The ICC issued an arrest warrant earlier this month accusing Mr Putin of the war crime of illegally deporting hundreds of children from Ukraine. It said there are reasonable grounds to believe that Mr Putin bears individual criminal responsibility. Russian officials have cautioned that any attempt to arrest Mr Putin, Russia’s paramount leader since the last day of 1999, would amount to a declaration of war against the world’s largest nuclear power.

Police in Russia have placed a former speech writer for Mr Putin on a wanted list for criminal suspects, the latest step in a sweeping crackdown on dissent, the Associated Press reports. Abbas Gallyamov wrote speeches for Putin during the Russian leader’s 2008-12 stint as prime minister, and later became an outspoken political consultant and analyst who was frequently quoted by Russian and foreign media. He has lived abroad in recent years.

On Friday, Russian news outlets and an AP reporter discovered Mr Gallyamov listed in the interior ministry’s database. His entry said he was wanted “in relation to a criminal code article” but did not include the law he was accused of breaking.
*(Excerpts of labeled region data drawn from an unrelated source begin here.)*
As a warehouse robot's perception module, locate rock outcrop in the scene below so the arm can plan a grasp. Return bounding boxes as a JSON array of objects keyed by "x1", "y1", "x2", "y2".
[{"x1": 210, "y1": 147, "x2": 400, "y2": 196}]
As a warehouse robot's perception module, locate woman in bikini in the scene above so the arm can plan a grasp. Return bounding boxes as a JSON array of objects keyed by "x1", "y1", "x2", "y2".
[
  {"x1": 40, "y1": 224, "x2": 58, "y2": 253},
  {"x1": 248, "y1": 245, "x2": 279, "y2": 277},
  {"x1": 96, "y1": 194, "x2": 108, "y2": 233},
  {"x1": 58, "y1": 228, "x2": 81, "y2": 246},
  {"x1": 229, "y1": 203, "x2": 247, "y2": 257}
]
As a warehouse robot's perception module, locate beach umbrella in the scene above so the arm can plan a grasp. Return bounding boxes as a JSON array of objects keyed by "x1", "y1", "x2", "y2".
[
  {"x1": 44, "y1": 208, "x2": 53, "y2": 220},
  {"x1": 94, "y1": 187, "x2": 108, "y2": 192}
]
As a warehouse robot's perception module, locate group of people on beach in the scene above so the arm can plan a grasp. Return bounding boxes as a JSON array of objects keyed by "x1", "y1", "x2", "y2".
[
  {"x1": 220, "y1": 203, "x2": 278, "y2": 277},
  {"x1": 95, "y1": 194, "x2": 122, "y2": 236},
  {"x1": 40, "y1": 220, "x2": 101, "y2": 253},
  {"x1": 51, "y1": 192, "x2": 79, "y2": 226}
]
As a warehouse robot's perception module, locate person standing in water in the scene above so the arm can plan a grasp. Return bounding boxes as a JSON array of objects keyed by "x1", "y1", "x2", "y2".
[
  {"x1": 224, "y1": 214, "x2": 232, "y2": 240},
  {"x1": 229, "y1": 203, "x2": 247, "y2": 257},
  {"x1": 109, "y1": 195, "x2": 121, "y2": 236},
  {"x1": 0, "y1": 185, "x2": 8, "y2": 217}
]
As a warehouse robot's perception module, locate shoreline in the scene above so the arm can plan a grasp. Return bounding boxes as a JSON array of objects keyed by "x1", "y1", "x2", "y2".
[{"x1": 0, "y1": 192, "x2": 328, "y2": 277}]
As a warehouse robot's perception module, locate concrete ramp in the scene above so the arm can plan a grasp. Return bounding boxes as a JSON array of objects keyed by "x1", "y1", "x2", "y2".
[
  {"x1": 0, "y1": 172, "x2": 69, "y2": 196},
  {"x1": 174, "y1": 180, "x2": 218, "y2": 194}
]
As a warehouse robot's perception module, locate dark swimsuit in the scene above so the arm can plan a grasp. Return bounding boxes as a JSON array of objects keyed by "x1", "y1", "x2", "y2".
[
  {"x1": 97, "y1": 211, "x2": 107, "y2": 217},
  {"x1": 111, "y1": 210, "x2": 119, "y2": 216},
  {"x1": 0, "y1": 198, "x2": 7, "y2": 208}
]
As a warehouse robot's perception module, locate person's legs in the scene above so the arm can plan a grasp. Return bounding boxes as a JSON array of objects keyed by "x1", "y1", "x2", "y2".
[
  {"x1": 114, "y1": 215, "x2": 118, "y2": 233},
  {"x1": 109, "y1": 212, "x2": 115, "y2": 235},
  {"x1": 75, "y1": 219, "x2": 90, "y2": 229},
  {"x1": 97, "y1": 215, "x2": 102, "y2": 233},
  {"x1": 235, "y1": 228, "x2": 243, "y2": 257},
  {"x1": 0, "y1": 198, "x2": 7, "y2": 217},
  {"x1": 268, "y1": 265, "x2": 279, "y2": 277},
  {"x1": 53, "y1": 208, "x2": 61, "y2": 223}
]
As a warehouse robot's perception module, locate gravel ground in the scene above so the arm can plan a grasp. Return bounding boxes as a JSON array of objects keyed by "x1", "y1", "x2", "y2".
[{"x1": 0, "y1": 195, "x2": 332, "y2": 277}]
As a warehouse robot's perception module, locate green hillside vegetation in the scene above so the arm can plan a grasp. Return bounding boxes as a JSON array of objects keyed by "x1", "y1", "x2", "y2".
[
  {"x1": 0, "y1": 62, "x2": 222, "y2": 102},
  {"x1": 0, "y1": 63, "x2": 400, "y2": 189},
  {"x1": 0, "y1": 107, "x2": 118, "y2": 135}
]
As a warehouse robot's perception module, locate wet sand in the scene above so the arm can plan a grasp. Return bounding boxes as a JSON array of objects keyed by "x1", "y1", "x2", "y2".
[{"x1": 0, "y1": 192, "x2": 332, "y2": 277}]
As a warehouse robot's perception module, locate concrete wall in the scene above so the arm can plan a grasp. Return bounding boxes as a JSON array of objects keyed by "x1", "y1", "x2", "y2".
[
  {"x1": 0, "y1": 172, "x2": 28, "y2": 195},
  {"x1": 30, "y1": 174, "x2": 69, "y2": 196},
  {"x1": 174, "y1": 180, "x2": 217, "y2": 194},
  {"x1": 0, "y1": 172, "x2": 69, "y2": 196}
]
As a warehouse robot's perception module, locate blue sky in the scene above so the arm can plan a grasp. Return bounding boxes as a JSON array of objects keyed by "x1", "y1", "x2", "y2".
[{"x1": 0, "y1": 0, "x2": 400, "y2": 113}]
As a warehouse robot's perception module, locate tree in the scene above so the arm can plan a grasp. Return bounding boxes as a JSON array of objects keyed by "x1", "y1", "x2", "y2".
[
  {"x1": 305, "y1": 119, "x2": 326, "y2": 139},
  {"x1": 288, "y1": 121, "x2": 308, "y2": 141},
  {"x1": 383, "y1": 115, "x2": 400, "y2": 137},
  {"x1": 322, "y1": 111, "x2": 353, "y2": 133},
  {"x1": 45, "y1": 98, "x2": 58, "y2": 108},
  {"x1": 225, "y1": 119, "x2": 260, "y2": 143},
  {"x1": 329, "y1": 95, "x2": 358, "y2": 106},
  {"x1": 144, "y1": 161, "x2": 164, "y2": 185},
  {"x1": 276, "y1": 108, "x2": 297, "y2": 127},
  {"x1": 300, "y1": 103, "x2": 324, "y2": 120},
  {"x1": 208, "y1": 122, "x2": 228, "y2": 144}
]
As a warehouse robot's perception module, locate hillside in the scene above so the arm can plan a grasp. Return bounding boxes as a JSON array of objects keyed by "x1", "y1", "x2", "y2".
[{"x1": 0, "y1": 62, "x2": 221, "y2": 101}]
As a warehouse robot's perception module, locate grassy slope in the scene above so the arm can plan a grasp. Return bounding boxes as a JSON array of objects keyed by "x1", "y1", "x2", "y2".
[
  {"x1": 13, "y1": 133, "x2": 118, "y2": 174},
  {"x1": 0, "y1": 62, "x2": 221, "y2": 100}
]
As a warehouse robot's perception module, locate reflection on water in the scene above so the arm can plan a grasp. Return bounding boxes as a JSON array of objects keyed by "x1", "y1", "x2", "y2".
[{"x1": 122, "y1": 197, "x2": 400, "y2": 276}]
Russia’s justice ministry added Mr Gallyamov last month to its register of foreign agents, a designation that brings additional government scrutiny and carries strong pejorative connotations aimed at undermining the recipient’s credibility.

The ministry said Mr Gallyamov “distributed materials created by foreign agents to an unlimited circle of people, spoke out against the special military operation in Ukraine [and] participated as an expert and respondent on information platforms provided by foreign structures”.

Mr Gallyamov told AP on Friday that he learned he was on a wanted list from the media. No law enforcement agency had been in touch, so he didn’t know what charge he faced in Russia. He said in a phone interview: “I presume that formally it’s the offence of discrediting the army. It is being used against anyone who refuses to amplify the Kremlin’s playbook and tries to conduct an objective, impartial analysis of what’s going on.”